One of things that John S teaches is do not throw good money after bad unless you understand the entire heating system before you try to fit in a heating source. Several posters have told you the same thing in different ways. You need to start with heat loss calculations and an energy audit to see what the current load is and what it could be. We all guess you have some serious heat losses that need fixing or some very bad habits . Next you need to look at the distribution in the house and see if its designed correctly and if its performing to its design. Once you have a handle on that, you then need to make the decision if you are going to spend the money to fix the issues with the home or the distribution as that is going to substantially impact the size of the heating unit required. Many folks in this thread have tired to point you in this direction as we cant give you good recommendations until you do so. We are not there so we need to make guesses but it sure looks like we all are at the same conclusion that there are fundamental issues with your system that are causing you to burn way more fuel than you should. Until you take care of that the decisions on fuel type, system type and location are going to be wild swings.

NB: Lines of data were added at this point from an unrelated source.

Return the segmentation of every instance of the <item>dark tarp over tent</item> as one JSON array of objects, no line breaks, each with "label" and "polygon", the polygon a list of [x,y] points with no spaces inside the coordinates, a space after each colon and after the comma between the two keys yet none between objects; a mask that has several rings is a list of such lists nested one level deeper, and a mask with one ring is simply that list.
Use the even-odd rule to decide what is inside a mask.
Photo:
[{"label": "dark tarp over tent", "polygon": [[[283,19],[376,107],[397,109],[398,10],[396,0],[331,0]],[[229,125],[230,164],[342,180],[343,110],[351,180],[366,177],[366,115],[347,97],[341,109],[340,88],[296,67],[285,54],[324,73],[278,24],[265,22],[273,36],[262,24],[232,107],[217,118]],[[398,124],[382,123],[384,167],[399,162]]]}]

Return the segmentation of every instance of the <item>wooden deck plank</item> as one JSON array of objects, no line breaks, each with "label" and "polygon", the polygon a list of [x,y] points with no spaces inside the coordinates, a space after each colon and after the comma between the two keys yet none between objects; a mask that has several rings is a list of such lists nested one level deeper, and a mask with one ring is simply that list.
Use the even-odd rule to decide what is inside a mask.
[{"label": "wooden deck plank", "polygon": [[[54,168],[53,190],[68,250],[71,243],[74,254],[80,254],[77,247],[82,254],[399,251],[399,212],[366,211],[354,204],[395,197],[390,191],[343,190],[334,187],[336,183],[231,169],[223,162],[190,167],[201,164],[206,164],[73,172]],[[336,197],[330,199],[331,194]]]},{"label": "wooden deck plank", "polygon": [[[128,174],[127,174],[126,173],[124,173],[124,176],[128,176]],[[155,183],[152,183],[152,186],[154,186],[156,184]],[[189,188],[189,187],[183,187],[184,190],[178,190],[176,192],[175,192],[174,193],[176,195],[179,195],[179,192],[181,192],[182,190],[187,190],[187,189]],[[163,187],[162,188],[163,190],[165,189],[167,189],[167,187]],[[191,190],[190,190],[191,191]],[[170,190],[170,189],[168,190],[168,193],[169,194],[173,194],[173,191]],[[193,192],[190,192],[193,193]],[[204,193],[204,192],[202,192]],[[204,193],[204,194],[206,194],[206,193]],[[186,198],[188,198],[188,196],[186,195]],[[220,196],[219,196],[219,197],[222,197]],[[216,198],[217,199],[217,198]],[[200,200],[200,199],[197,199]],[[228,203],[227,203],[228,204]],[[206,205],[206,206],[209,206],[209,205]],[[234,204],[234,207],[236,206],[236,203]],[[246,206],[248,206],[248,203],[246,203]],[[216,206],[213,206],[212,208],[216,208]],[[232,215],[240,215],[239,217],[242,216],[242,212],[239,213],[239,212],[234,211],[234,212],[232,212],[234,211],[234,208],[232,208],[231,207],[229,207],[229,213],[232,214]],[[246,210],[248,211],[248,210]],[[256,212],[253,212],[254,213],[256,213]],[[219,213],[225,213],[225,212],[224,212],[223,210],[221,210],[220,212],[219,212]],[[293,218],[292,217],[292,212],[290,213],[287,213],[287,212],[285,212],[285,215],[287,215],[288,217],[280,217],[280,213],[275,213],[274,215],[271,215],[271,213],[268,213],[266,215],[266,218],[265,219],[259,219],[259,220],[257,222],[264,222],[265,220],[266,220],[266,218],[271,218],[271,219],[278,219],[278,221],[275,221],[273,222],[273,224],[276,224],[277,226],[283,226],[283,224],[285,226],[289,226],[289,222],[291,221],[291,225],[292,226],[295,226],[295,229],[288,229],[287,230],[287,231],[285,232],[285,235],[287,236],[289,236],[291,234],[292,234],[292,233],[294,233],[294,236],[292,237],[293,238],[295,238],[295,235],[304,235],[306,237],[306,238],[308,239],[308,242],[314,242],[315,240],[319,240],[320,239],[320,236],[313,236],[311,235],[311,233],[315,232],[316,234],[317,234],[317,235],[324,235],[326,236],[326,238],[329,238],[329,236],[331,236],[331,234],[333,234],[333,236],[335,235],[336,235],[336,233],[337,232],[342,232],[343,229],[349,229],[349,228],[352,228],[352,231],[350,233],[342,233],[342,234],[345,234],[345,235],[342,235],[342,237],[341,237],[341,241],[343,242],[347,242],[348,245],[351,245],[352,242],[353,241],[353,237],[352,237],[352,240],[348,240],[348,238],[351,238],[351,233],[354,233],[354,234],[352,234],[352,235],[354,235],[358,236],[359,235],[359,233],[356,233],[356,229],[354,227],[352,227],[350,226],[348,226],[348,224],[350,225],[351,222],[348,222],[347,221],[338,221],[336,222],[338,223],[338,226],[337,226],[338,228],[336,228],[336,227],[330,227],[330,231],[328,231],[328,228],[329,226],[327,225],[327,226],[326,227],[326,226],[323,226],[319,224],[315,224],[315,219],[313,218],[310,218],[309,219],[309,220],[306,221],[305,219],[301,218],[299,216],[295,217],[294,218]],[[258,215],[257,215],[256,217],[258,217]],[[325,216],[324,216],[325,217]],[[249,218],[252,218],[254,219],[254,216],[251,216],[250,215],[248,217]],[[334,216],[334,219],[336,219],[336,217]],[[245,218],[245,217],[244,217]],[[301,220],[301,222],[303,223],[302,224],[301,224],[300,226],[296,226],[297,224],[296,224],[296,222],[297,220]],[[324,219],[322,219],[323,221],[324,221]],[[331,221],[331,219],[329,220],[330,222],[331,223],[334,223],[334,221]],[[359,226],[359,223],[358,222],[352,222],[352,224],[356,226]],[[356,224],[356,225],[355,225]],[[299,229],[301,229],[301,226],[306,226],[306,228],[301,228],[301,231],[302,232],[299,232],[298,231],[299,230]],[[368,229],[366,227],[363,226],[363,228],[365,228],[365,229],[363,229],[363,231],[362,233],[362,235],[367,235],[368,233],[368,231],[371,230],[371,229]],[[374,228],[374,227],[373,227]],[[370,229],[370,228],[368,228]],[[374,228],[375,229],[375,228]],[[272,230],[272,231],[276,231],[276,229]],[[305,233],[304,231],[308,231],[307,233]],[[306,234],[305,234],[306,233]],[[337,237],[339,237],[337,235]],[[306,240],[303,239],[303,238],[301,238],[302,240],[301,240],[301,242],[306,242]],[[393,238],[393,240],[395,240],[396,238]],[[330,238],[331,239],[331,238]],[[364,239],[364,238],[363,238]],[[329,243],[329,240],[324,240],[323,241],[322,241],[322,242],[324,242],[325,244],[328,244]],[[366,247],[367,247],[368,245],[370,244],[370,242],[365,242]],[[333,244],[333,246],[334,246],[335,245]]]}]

My wild swing is that given the square footage of the house and your current experience is that you probably aren't going to be a wood burner. Given your house size and climate I am guessing a well designed system with dry wood is going to be a 8 to 10 cords. Unless you have a very rare reliable source of cut and split kiln dried or well seasoned wood you will need to season it yourself and that means 24 to 30 cords on the ground so that the wood can season for 2 years. That is not dumped in pile with a tractor that is cut and split. I know families that do this volume of wood and have done so for years but most dont and one person trying to keep up with that sort of tonnage is rarely going to do it for the long haul. Its going to be darn close to full time job and I expect with a family you have plenty of better things to spend your spare time on. 

Thus we moved to wood pellets. Putting a boiler of any type in a remote building introduces losses and trade offs. Given your wood volume based on poorly seasoned wood it makes sense to put a boiler in a garage but inherently that introduces heat losses into the system. Ideally you want the heat source in the heated space so when heat is lost, its lost into the space. A pellet boiler is then a option to put in a basement or even on the main floor in a utility room. That will probably buy you a 10% increase in efficiency on the low end and if you have typical issues with buried pipes if could be 20 to 30%. You are paying a premium to a factory to dry the pellets to bone dry and increase its density so that means less storage space. You will gain significant efficiency up front compared to burning unseasoned wood. You also dont need to worry about standby losses as the pellet boiler most likely only fires when there is heat demand. Given your current heat load I guessed that you will probably get sick of lugging bags down to a hopper so I assumed that bulk feeder is better option. A bulk feeder also allows the possibility of bulk pellet deliveries and more importantly the opportunity to go away for a few days. If you stick with standard hopper boiler, you or someone has to be at the house once or twice a day in cold weather to feed the darn pellets or use a backup heating source. Putting a bulk feeder in a side building keeps the sawdust and empty bags out of the house and buys you days/weeks before you need to fill the hopper.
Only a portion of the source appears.